Emergency Physicians are in high demand and work in a range of clinical settings. Many choose to focus their expertise in community hospitals, medical centres, or specialised emergency departments where they provide acute care to patients with a wide range of medical conditions and injuries.
Emergency physicians can leverage their medical expertise to work as consultants for healthcare organisations, government agencies, or private companies involved in healthcare.

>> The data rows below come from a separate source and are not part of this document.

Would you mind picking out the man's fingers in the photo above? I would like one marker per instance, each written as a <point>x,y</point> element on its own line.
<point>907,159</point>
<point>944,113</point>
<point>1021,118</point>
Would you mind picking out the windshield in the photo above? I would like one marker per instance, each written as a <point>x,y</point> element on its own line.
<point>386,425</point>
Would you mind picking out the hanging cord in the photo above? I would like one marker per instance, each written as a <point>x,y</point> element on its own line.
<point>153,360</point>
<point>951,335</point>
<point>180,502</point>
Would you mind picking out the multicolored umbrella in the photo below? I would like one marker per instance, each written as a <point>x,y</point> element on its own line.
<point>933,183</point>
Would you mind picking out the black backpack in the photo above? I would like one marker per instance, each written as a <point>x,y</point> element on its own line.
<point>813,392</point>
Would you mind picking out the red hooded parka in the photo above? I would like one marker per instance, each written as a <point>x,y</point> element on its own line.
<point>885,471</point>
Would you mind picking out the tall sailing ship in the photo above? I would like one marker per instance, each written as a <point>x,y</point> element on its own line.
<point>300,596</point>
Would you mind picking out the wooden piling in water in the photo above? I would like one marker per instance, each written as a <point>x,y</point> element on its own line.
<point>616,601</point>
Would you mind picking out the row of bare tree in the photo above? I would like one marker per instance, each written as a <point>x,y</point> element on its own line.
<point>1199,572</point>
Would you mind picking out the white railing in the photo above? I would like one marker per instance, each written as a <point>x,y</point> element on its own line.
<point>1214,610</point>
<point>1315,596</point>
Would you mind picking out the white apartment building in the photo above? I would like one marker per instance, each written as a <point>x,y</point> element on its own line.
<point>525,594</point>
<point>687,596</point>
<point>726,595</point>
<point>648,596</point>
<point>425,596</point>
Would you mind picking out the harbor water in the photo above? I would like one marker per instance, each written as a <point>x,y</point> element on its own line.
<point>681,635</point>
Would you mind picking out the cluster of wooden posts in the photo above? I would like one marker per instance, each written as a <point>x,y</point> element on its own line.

For those with an interest in research, there’s the option to pursue careers in medical research, focusing on topics related to emergency medicine. They may work in clinical trials, public health research, or medical device development. They may also take on administrative roles within hospitals or healthcare organisations. These positions involve managing emergency departments, quality improvement initiatives, or hospital administration. They can also involve becoming hospital CEOs, chief medical officers, or directors of emergency services.
Graduates with a passion for humanitarian work can pursue careers in global health or disaster medicine. They may work with organisations like Médecins Sans Frontières (Doctors Without Borders) or respond to natural disasters and humanitarian crises.
*The Doctor of Medicine (MD) replaced the University of Sydney’s previously offered Bachelor of Medicine/Bachelor of Surgery (MBBS) in 2014. Graduades of the MBBS also meet the requirements to undertake our postgraduate coursework degrees in Critical Care Medicine.